The defined formats are specified by the enumeration bfd_format.
        
boolean  bfd_check_format  (bfd *abfd, bfd_format format);

        This routine must be called after a bfd_openr.  It sets up
        internal data structures based on the contents of the file.
        It returns FALSE if the file is not really in the specified
        format.

boolean  bfd_set_format  (bfd *abfd, bfd_format format);

        This routine must be called after a bfd_openw.  It sets up
        internal data structures for the proper format of file.
        It returns FALSE if that format is not supported for output
        (e.g. core files).

The following macros may be used to obtain information about a bfd:

bfd_get_filename -- returns a pointer to a null-terminated string
        which names the bfd's file, or NULL if that is not known.
        Don't side-effect this string!
bfd_get_format -- returns the format code for the bfd.
bfd_get_target -- returns the string which names the bfd's target.
bfd_get_mtime -- returns an time_t indicating the modification time of an
              input bfd, if that could be determined, or 0 of not.
\f
Object files have certain properties.  For input bfds, these
properties may be read at any time.  For output bfds you should set
them before you begin building any sections.
        
bfd_vma bfd_get_start_address  (bfd *abfd);

        Returns the address in an object file where execution will begin.

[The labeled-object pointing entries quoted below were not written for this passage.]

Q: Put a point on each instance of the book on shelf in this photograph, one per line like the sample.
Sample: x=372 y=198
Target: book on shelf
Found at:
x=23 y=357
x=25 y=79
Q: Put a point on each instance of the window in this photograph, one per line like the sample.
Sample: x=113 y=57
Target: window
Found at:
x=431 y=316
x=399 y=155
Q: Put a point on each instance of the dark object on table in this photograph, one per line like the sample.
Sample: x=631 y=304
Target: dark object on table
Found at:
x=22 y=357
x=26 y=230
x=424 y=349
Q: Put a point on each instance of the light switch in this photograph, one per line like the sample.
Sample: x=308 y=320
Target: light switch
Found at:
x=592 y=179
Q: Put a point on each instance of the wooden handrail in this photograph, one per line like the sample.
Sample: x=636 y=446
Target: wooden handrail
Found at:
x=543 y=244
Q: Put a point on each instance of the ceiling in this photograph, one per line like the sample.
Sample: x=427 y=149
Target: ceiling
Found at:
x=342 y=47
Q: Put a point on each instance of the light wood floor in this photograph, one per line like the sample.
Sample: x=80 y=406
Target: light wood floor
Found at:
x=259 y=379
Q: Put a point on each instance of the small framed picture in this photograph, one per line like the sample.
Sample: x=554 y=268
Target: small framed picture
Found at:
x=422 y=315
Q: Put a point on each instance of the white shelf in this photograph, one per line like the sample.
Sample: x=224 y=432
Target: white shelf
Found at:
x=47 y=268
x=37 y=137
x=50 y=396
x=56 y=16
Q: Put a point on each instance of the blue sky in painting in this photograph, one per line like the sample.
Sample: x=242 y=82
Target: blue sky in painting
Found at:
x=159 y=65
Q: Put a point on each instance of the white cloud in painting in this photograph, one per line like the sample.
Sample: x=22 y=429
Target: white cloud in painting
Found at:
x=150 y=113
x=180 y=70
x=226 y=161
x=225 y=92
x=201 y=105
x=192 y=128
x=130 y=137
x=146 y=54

boolean bfd_set_start_address   (bfd *abfd, int vma);  

        Set the address where execution will start in an object file.

        If the address you select is incorrect for your architecture
        (for instance, if it's required to be on a page_boundary and
        your supplied starting address is not, then you may get the
        invalid_operation error.  It is not always possible to
        generate an error in this case.

An object file has an architecture, which is the general instruction
set of the instructions that it contains.  Architectures are defined in
enum bfd_architecture in bfd.h.  New architectures can be added by
putting them in the enum, updating architectures.c, and adding code to
handle them for the object files that know that architecture.  The
bfd_architecture values are not stored in files, but are only used
within the BFD library and its callers.

An object file also has a machine type, which is the specific machine
within the architecture.  For example, if the architecture is bfd_arch_m68k,
the Motorola 68000 series, then the machine type might be 68010, the mc68010
chip.  For architectures such as the SPARC where specific versions of
the architecture exist, the version number should probably be used.

Particular object file formats may or may not store the machine architecture
and type.  When copying an object file, you should copy these fields.
Most callers of BFD will not need to know the particular values that
these fields contain, but will instead propagate them from file to file,
or compare the architectures from two files.

enum bfd_architecture bfd_get_architecture (bfd *abfd);
unsigned long bfd_get_machine      (bfd *abfd);

        Get the machine type and architecture.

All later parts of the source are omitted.